Phishing resistant MFA are things like Windows Hello for Business, Passkeys, and certificates. We often don’t realize that WH4B isn’t as simple as “I logged in with my PC so I’m good right?”

It means you authenticated to that application with it. So, for those of us with IDPs, we will create a custom auth strength. Check the video below to see how to create it:

Otherwise, this policy is super easy. We just target the Microsoft Admin Portals app and use our custom auth strength and we’re good to go!

Token Protection for Managed Devices

This one needs a bit more explanation. The token protection feature is known as “token binding” to most. This protection will reduce token theft attacks by making it so a token can only be used by that managed device. As a reminder, you will need to have Entra P2 licenses to support this amazing capability.

Attackers frequently now are using various attacks like hijacking or replay to impersonate users. Token protection creates a crypto secure tie between the token and device, which makes the token useless on any other device. This binding is created at Entra join, which gives you some great protections. I just want to touch on the requirements for this one too:

• Windows 10+ that are Entra joined, hybrid joined, or Entra registered.
• OneDrive sync client 22.217+
• Teams 1.6.00.1331+
• Power BI desktop 2.117.841.0+
• Visual Studio 2022+ using Windows authentication broker
• No support for Office perpetual clients

These flows will break things like PS modules, PowerQuery in Excel, Teams 2.1 client, Windows Server, Surface Hub, and MTRs. So, make sure you exclude those device types accordingly. One other note that this feature requires Entra P2 licenses. Now, let’s move onto the setup!

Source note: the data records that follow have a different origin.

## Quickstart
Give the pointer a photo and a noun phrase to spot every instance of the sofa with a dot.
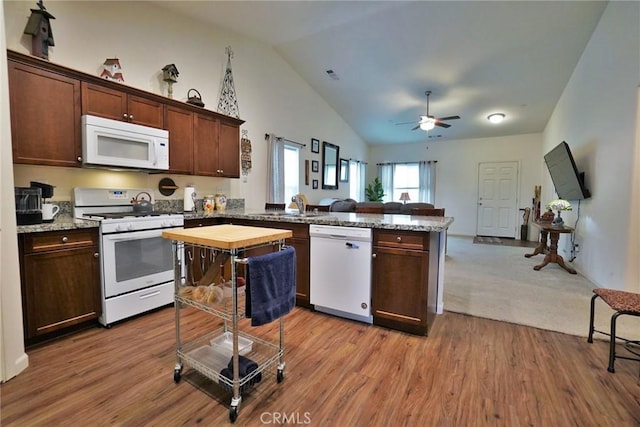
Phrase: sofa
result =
(349, 205)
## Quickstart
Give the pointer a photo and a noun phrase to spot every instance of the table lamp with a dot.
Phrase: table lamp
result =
(558, 205)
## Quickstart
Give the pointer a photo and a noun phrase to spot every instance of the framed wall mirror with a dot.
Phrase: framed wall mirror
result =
(344, 170)
(330, 165)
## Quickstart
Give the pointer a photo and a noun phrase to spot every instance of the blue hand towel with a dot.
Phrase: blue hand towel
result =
(271, 286)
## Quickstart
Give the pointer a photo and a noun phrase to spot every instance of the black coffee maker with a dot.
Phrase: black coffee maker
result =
(29, 202)
(28, 205)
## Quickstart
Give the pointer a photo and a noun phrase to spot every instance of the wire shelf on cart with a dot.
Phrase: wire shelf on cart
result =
(213, 354)
(200, 355)
(222, 310)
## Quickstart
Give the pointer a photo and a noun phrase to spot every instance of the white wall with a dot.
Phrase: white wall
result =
(271, 96)
(457, 171)
(13, 359)
(597, 115)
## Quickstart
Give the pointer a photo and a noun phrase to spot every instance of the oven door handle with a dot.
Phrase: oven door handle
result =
(150, 294)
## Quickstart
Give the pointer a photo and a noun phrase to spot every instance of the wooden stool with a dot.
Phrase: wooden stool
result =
(623, 303)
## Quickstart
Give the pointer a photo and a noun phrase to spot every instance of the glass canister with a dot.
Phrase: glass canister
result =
(221, 202)
(209, 204)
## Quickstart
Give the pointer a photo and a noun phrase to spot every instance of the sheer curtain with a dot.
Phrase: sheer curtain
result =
(275, 169)
(356, 176)
(428, 182)
(385, 173)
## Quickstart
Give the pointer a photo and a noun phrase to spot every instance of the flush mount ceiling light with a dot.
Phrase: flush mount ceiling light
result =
(496, 118)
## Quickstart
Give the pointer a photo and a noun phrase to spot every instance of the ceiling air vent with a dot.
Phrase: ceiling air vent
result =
(332, 74)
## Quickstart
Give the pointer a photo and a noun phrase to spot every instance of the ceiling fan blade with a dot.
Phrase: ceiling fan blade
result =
(442, 125)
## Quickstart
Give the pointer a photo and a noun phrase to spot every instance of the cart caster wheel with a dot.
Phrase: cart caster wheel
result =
(233, 414)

First, we can target two apps (Exchange and SharePoint):

Next, we filter to Entra joined devices (you can add my friend Hybrid in here too):

We only select “mobile apps and desktop clients”

The final piece is requiring token protection for sign-in sessions. We have to do it this way because during the preview we can run into a few different issues if we don’t like:

• Teams web services that leverage MSAL.js can get blocked
• If you try to use other apps beyond SPO and EOL, you will likely run into failures and issues overall.

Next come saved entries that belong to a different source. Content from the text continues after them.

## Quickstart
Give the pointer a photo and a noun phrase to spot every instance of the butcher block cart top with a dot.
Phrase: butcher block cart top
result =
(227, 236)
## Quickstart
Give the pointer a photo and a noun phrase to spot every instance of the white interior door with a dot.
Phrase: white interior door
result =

Requiring Phishing Resistant MFA for Trusted Devices

The final conditional access policy I want to touch on is for a recent attack. Recently, we learned attackers can bypass Windows Hello’s strong authentication as you can read here.

A good way of combating this issue is with this policy, which uses our same device filter:

It will take all of your Entra joined devices and enforce/require phishing resistant authentication:

Essentially, this policy helps ensure that any device that is Entra joined will leverage phishing resistant authentication (or whatever your auth strength policy dictates) to help secure against these attacks.

Final Thoughts

As we wrap things up, I hope this was helpful for people. The reality with Entra CAPs is you will likely have some swings and misses. Make sure you emphasize the need to leverage “Report Only” and monitor how your policies are working and impacting your company.

Don’t be like me and turn on a policy to block device code flow and forget to add block device code flow to it! Conditional Access is pretty difficult, but through testing, iterating, and hard work you can build a strong security strategy for accessing your resources.

More than anything, just keep it simple. Don’t get crazy. When we get complicated and deviate too far from “All Cloud Apps” is where we wind up locking ourselves out and scurrying for our break-glass accounts.